To be able to detect edges or boundaries of different images using pb-lite, a simplified version of an algorithm discussed in Contour Detection and Hierarchical Image Segmentation by Arbelaez, Maire, Fowlkes, and Malik.
In the field of computer visions, boundary detection is an important, well-studied problem as it is related to feature detection and recognition. Many scholars have created algorithms to solve this distinct problems. The classical ones include Canny and Sobel, which only check for intensity discontinuities. The more recent algorithm, pb (probability of boundary), considers texture and color gradients along with intensity, thus detecting the boundaries much more accurately than its predecessor algorithms.
The general overview of the pb-lite algorithm is:
To describe the tg, or how quickly the texture is changing at that point, first we need to represent texture as a local distribution of textons. Textons are discrete texture elements generated by clustering filter bank responses. To produce these textons, we used the following filter responses.
Next, we filtered the input image with each element of your filter bank, which resulted in a vector of filter responses centered on each pixel. In this case, as we have a 16 orientations with 2 scales, a 32-dimensional vector at every pixel describing the texture properties. We simplified this representation by replacing each 32-dimensional vector with a discrete texton id. We will do this by clustering the filter responses at all pixels in the image in to K textons using kmeans, where K is in the range of 1 to 64.

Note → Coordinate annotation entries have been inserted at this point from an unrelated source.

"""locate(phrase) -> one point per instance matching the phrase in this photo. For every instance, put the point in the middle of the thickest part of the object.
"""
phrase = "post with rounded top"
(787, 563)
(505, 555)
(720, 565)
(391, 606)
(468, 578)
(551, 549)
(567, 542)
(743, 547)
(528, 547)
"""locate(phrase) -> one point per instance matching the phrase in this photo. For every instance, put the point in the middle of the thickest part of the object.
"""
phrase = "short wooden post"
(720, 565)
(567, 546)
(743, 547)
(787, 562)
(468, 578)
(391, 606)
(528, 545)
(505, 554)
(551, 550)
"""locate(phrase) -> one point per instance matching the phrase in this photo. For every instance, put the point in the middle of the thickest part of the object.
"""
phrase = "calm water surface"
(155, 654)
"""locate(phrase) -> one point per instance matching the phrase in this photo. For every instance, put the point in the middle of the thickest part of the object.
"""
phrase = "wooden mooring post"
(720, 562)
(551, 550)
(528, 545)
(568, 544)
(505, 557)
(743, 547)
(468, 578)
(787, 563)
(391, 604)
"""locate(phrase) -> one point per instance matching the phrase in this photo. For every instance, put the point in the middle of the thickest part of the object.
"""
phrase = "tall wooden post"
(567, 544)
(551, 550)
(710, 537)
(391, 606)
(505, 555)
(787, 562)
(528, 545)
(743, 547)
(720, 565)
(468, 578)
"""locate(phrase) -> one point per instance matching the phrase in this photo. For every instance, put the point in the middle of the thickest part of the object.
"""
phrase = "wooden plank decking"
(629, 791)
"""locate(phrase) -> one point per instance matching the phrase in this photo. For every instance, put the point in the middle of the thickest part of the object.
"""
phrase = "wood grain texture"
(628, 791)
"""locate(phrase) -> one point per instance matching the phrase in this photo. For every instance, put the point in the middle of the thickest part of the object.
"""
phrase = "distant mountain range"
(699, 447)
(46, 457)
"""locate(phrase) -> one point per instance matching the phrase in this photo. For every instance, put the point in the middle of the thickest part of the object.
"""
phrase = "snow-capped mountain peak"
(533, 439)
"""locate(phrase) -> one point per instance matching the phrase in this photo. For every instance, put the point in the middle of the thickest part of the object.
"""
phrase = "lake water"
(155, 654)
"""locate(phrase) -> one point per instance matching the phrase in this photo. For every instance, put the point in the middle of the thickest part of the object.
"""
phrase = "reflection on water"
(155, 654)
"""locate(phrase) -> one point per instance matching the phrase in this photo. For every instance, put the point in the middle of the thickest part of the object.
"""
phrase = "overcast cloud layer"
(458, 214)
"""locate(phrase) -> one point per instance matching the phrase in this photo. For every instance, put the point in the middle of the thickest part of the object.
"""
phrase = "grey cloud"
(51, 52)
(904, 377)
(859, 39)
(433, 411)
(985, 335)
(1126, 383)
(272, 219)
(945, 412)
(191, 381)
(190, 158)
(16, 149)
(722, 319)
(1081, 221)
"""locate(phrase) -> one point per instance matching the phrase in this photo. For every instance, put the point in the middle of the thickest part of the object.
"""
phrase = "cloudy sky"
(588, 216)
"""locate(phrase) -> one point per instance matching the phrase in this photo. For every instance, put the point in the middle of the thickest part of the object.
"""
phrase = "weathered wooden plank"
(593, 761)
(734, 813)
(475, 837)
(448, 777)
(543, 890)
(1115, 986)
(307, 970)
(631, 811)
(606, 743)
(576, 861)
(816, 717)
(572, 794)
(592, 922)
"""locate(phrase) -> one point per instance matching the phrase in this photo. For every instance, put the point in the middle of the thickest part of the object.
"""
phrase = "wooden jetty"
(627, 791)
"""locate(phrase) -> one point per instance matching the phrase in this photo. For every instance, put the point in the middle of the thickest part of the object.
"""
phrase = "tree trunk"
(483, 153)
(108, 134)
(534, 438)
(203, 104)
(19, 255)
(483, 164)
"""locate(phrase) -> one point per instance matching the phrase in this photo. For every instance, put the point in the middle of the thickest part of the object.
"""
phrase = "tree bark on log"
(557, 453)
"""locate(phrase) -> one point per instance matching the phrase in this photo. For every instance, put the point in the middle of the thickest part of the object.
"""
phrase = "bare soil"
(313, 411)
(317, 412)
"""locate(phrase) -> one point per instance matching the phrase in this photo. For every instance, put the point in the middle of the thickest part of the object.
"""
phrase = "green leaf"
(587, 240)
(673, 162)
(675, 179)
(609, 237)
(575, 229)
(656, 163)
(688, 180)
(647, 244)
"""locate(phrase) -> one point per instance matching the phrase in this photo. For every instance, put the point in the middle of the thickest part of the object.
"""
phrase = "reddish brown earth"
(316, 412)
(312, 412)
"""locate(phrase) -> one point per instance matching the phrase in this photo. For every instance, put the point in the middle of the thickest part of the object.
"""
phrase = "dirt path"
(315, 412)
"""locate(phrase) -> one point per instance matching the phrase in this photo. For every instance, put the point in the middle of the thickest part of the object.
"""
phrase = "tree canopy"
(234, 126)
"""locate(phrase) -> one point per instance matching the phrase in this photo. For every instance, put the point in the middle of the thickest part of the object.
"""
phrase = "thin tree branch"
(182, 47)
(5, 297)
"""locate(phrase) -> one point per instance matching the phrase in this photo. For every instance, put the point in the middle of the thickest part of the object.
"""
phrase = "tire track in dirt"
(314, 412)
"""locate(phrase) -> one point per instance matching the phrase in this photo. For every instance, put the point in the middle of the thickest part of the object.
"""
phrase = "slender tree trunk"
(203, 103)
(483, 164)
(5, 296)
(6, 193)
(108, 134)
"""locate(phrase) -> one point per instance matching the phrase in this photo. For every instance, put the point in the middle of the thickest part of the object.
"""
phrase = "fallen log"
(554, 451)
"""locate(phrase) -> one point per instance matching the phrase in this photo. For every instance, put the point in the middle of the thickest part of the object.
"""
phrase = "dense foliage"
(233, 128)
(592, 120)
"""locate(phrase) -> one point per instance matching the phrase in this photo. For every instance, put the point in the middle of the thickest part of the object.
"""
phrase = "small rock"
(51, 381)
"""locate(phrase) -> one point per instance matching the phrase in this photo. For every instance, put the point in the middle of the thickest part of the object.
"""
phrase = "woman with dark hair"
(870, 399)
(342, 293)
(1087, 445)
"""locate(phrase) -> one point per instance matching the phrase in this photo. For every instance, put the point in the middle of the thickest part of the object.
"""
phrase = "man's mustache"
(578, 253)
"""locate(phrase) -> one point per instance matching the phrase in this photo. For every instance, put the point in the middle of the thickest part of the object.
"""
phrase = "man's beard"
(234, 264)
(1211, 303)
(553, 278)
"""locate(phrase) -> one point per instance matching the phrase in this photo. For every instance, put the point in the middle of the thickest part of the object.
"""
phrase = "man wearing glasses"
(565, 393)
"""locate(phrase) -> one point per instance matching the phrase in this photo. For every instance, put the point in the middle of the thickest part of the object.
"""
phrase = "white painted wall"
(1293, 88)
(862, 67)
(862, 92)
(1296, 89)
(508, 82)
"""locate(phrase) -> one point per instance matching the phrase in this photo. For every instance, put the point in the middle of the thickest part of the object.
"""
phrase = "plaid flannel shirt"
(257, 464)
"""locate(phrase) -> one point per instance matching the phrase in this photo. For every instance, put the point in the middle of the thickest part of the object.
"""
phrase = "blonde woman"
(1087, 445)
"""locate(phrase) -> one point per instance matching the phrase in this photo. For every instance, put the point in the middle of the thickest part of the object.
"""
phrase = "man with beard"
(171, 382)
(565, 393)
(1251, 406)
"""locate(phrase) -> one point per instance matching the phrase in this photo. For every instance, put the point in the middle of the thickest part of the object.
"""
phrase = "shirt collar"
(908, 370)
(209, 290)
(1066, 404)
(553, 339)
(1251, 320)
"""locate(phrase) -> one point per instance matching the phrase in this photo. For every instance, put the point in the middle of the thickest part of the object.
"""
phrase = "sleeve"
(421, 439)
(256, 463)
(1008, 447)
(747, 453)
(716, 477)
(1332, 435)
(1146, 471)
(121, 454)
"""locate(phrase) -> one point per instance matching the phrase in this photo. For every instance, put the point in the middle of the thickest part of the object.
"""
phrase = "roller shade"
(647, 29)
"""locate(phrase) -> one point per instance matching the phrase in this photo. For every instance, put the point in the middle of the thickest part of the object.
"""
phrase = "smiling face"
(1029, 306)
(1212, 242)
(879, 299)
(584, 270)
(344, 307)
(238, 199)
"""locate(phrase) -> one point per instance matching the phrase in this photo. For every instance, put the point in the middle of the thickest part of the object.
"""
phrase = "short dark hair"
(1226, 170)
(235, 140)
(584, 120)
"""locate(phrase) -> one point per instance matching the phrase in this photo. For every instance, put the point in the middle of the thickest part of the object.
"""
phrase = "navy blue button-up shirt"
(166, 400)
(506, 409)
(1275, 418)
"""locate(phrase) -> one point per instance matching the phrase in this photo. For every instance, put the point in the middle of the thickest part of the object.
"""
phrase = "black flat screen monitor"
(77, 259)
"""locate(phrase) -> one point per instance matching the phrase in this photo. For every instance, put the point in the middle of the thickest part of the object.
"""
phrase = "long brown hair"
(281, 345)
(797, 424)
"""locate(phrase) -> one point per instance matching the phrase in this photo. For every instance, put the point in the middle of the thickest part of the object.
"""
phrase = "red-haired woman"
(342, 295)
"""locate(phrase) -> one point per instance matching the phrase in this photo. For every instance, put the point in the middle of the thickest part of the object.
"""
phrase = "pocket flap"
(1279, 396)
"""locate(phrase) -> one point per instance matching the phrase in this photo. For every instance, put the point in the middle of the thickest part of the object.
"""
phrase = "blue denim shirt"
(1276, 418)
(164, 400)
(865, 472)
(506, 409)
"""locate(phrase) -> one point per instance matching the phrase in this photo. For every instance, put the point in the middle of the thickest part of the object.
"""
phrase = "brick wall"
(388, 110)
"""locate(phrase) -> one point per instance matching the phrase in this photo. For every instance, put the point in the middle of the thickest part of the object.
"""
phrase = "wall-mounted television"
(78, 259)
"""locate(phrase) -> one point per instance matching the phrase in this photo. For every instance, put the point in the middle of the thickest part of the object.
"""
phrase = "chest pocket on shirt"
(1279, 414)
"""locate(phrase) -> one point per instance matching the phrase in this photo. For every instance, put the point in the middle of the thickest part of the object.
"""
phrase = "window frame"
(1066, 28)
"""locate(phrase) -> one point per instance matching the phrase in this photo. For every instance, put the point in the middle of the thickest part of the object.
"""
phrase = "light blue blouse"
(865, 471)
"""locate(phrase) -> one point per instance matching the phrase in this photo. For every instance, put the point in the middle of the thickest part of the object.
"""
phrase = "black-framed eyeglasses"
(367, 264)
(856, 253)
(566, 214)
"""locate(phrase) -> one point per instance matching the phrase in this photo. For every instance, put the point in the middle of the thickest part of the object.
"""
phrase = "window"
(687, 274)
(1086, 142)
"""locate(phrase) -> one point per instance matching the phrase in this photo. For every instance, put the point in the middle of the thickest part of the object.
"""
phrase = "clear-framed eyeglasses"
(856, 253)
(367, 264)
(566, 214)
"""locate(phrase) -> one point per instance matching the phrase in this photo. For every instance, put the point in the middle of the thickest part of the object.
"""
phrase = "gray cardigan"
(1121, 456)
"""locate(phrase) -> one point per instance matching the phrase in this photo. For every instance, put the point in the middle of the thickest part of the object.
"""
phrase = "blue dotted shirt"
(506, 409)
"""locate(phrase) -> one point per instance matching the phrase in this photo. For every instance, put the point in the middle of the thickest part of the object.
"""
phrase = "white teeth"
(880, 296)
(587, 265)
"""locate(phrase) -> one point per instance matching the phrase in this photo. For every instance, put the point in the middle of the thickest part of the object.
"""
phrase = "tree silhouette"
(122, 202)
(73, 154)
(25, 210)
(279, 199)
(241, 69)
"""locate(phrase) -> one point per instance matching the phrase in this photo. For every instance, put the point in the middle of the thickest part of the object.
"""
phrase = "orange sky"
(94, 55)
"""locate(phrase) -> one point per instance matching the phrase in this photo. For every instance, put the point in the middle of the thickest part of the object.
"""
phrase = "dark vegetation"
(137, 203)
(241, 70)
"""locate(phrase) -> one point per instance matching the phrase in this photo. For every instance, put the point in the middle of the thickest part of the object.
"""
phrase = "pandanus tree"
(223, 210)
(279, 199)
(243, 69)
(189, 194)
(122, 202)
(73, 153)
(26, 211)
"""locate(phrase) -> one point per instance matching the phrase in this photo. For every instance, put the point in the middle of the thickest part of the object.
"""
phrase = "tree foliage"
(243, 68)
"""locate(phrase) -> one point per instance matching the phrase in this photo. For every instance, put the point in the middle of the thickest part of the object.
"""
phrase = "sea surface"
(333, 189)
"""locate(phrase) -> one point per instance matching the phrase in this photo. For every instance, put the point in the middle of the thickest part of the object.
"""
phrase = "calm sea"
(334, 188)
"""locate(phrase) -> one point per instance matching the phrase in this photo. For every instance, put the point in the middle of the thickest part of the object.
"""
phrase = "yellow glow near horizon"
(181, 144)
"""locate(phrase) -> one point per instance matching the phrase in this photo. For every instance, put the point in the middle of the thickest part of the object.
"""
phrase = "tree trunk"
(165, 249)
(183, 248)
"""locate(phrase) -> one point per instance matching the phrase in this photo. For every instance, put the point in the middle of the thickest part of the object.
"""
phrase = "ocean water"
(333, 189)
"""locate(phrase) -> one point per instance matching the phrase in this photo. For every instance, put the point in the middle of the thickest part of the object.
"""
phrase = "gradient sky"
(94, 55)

Here's an example of a texton map.
To actually compute tg, we compare the distributions in left/right half-disc pairs centered at a pixel.
The gradient increases as the similarity between the distributions decrease. Because our half-discs span multiple scales and orientations, we will end up with a series of local gradient measurements encoding how quickly the texture or brightness distributions are changing at different scales and angles.
We will compare texton distributions with the chi-square measure. It is defined as follows:
chi_sqr(g,h)=.5*sumi=1:K( (gi-hi)2 / (gi+hi) )
where g and h are histograms with the same binning scheme, and i indexes through these bins.
The following is the pseudo code to calculate the tg.
//img is the texton map in this case
tg = matrix of size n*m*p
//n = height of img
//m = width of img
//p = number of all left-right mask pairs
for every left-right mask pair
chi_sqr_dist=img*0
for i=1:num_bins
tmp = 1 where img is in bin i and 0 elsewhere
g_i = convolve tmp with left_mask
h_i = convolve tmp with right_mask
update chi_sqr_dist
end
store chi_sqr_dist appropriately in tg
end
This is the same process as producing the texture gradients. However instead of a texton map, we change the image to grayscale, scale the grayscale image so that each pixel's value ranges from 0 to 255, and use that as the "brightness map".
To approximate the per-pixel probability of boundary, I combined the results of the canny edge dectector with the tg and bg.
For each pixel of tg and bg, I took an average of the stored vector of gradients. Then I multiplied the mean of tg and bg to the canny edge detector value.
pb = canny*tg*bg
The last step was to normalize the pb values of all pixels.
The last part of this assignment is to evaluate the performance of the pb-lite vs canny vs sobel vs gpb (the best edge detector algorithm so far).
Looking at the above chart, pb-lite is clearly not any better than gpb, but it is better than two baselines (sobel and canny) for the most part.